4 Gece 5 Günlük Ufak Ege Gezisi Çeşme-Datça-Knidos
Reklamlar
-
Selam arkadaşlar,
30 Nisan ve 1-2-3-4 Mayıs 2016 tarihlerinde ufak bir ege gezisi yaptım. 4 gece 5 gün sürdü. Çeşme, Karaburun, Datça ve Knidos taraflarını gezdim.
Toplamda 2290 km yapmışım.
Aşağıda gezinin detaylarını ve fotolarını bulabilirsiniz.
İlk önce rotayı ekleyelim.
1. gün;
Sabah saat 06:17 de teker döner :D
İlk km sayacını her depoyu doldurduğumda sıfırlıyorum. İkinci km sayacı ise bu gezide yapacağım toplam kmyi ölçecek. 3. olan ise motorun gerçek kmsi.
Eskihisardan feribota bindim. Güneş daha yeni yeni bulutların arasında göz kırpıyor sanki uyanmak istemezcesine.
İzmire yaklaştık. Kuvayi milliye anıtı. Buraya kadar bildiğimiz yollardan geldim o yüzden resim çekilecek anlatılacak pek birşey yok.
Klasik ulubat gölünün oradan MustafaKemalPaşaya oradan Susurluk, Akhisar üzerinden İzmire doğru.

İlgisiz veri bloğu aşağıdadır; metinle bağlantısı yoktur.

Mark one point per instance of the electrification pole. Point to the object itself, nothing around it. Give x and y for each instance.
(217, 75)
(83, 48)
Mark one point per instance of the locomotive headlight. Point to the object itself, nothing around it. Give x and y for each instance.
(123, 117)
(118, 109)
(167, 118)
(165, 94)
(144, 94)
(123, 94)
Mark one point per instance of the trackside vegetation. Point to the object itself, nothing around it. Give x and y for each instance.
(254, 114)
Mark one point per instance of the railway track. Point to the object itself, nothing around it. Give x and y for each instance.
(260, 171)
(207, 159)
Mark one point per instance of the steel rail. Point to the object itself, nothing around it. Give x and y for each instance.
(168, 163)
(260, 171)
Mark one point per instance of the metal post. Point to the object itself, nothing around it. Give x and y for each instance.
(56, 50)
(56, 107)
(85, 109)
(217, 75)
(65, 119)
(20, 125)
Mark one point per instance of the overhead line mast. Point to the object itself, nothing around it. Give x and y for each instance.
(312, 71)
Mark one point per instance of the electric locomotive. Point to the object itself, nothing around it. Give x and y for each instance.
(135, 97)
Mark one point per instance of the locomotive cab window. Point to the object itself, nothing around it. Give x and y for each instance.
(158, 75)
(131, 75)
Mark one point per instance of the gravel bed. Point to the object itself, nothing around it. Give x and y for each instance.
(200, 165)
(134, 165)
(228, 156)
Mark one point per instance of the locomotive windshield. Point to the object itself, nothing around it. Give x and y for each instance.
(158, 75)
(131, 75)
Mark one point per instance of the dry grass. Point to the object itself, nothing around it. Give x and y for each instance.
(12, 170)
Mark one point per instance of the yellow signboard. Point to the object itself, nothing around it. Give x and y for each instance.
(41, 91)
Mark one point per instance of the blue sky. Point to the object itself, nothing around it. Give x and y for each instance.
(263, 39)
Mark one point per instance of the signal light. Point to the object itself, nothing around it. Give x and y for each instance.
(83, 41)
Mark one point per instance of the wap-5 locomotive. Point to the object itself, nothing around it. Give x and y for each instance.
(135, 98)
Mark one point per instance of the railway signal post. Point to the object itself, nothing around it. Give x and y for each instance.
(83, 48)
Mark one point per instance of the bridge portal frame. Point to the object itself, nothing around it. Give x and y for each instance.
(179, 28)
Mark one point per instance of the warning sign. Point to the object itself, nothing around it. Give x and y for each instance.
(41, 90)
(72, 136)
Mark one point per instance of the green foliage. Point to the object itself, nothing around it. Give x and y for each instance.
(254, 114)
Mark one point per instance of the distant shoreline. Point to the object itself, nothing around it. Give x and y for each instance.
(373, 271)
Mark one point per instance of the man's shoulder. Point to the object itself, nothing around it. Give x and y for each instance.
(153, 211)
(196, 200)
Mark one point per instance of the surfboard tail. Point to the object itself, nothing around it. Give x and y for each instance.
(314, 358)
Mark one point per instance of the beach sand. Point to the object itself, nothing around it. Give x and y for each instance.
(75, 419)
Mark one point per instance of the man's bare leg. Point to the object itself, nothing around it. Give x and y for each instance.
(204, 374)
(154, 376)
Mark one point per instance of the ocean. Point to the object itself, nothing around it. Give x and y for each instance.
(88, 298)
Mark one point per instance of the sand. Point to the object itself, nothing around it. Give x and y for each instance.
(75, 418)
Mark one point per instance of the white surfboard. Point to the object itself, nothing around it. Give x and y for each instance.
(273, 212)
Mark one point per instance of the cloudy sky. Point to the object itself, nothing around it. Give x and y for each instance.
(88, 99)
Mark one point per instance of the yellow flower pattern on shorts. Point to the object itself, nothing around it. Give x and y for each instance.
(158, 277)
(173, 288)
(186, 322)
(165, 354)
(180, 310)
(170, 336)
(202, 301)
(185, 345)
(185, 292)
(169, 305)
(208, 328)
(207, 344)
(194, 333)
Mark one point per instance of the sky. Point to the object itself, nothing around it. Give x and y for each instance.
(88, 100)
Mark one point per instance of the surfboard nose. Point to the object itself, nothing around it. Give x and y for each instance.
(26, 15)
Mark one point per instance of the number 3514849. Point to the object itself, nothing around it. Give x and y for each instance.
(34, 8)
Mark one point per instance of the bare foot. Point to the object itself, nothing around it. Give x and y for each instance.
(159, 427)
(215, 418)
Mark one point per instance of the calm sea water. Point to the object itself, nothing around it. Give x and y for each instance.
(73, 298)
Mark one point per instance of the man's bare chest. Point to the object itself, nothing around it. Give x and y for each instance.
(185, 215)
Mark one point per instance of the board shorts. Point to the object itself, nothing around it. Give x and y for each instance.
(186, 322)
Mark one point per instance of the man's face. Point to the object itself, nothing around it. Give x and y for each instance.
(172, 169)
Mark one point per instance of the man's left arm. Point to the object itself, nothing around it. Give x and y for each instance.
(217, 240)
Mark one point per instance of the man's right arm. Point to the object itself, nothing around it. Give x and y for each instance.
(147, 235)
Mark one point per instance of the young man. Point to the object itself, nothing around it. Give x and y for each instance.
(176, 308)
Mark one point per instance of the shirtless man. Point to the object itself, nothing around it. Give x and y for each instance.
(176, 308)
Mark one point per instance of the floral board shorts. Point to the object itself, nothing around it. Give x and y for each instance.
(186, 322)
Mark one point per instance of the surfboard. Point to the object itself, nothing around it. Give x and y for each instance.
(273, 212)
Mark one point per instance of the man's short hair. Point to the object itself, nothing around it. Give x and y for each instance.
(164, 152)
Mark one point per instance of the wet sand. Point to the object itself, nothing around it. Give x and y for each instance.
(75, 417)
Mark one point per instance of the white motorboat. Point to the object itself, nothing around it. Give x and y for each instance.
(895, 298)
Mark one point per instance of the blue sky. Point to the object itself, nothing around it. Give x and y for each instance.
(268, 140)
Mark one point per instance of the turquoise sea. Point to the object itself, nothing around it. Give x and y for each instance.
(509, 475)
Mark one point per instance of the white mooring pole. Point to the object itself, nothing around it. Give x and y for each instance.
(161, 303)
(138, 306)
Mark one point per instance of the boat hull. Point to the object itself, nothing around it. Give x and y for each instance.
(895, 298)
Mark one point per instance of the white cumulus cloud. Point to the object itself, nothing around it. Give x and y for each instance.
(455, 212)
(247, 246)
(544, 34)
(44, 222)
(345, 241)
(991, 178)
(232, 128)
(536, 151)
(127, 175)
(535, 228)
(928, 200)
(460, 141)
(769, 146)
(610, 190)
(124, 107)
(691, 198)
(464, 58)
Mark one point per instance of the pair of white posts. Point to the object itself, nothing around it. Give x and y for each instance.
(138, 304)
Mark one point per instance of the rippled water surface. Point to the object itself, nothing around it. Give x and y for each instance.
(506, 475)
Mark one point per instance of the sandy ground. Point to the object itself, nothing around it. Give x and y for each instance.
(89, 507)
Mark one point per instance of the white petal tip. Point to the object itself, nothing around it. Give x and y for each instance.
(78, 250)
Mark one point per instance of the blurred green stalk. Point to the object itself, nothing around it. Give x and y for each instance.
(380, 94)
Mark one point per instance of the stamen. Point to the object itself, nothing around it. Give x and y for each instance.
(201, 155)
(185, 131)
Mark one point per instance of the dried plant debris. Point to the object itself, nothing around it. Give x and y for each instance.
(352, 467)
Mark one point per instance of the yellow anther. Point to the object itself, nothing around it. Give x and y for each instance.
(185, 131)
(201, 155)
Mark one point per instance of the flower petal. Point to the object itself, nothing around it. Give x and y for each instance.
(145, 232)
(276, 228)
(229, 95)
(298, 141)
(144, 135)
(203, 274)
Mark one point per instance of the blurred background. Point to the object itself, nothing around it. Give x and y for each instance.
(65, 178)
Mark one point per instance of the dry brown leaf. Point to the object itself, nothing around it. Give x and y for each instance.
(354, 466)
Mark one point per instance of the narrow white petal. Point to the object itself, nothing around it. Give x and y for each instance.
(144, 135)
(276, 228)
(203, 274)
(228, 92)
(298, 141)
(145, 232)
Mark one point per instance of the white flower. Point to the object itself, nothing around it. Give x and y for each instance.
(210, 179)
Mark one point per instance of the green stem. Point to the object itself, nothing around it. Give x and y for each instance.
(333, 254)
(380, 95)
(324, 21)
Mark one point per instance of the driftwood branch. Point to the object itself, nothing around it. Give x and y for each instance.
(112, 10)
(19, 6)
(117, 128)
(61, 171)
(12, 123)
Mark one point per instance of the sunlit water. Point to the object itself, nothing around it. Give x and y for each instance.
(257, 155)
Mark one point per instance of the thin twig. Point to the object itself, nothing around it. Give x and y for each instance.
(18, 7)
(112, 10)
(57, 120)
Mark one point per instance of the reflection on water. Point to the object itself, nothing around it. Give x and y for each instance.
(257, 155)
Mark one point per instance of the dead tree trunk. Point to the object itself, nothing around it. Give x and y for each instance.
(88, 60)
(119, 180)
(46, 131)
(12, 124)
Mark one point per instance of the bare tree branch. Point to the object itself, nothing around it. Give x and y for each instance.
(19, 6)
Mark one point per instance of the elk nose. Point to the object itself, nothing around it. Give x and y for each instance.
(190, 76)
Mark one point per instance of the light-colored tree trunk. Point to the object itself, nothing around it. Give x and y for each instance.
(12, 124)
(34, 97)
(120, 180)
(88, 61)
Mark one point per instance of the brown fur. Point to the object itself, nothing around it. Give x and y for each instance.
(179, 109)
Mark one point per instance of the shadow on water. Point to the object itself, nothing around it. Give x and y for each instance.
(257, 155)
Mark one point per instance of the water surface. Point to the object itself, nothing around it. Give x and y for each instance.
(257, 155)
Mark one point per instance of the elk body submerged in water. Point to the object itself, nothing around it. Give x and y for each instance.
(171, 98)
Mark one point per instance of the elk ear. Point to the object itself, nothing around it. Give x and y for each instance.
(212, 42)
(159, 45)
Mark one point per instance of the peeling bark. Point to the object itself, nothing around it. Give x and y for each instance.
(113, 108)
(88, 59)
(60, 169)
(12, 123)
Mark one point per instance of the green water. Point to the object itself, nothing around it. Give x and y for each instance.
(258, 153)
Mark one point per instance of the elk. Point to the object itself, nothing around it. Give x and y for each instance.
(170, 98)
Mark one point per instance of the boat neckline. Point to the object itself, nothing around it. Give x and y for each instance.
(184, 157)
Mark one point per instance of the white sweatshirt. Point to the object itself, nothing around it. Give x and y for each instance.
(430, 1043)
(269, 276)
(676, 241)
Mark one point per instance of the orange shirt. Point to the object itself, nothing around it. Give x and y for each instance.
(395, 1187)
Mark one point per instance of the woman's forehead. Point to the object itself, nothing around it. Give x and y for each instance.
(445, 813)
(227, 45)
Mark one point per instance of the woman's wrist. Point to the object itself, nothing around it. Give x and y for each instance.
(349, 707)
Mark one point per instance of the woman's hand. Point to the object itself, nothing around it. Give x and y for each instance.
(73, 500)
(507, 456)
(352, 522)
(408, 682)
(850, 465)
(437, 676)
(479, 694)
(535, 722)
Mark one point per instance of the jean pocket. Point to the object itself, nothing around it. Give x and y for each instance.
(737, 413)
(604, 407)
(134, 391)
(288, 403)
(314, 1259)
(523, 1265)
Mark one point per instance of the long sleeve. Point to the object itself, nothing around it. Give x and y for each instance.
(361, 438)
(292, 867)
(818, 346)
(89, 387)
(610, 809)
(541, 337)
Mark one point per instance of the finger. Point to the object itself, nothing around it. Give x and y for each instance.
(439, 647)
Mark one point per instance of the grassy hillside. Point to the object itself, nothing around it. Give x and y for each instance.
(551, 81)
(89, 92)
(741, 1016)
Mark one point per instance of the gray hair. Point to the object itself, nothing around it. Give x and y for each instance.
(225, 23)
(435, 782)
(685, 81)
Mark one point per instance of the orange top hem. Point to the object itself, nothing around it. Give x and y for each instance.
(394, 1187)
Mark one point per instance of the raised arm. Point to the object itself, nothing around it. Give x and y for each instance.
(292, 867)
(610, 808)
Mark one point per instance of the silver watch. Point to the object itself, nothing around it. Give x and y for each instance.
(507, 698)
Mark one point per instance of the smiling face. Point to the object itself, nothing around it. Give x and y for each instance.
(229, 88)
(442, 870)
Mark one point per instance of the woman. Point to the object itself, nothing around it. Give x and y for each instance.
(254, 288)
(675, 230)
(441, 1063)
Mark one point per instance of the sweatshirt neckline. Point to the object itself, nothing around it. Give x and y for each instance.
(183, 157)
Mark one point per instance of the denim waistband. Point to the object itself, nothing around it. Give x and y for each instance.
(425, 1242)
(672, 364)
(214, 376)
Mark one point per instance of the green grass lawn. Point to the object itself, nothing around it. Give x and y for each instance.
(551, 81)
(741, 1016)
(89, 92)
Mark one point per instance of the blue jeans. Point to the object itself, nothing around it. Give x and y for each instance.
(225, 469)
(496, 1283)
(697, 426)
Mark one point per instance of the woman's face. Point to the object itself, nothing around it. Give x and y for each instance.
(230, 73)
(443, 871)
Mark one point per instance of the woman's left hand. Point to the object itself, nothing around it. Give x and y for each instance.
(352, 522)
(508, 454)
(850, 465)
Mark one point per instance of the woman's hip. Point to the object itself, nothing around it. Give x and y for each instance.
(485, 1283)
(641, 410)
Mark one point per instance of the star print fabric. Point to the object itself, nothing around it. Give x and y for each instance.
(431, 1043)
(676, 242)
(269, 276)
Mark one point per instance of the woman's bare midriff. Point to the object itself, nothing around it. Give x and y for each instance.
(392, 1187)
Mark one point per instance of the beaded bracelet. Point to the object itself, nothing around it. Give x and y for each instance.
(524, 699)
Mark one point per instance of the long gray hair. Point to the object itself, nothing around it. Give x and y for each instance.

Hop Çeşme'de otelin önündeyiz. Saat 14:00 gibi. Çantaları indirip bi yarım saat dinlendikten sonra Karaburunu dolaşmaya çıkıyorum vakit kaybetmek yok
Ve başlıyoruz esas motor rotaları :D
Yol; geniş güzel bir yoldan bildiğimiz eski köy yoluna dönüşmeye başladı ama olsun manzaralar süper
Ve Karaburun iskelesi ile karşımızda;
Devam ediyoruz yola;
Hasseki taraflarına geldik ve yol bitti Bundan sonrası toprak yol imiş eğer buruna doğru gidersek. Biz asfalt yoldan devam ediyoruz. Biraz denizden uzakta içeri doğru kıvrılıp yukarı doğru çıkıyoruz
ve burnun güney tarafına geçiyoruz.
Manzara ile beraber tırmanıyoruz.
Her yer rüzgar tribünü, güzel gelişme enerji alanında.
Artık aşağı doğru inme vakti denize yaklaşalım biraz uzaktan da güzelde yakından daha güzel manzaralar
Nedense Karaburun yarımadasında pek ağaç yoktu en azından yol kenarlarında. Gördüğüm en ağaçlık yol.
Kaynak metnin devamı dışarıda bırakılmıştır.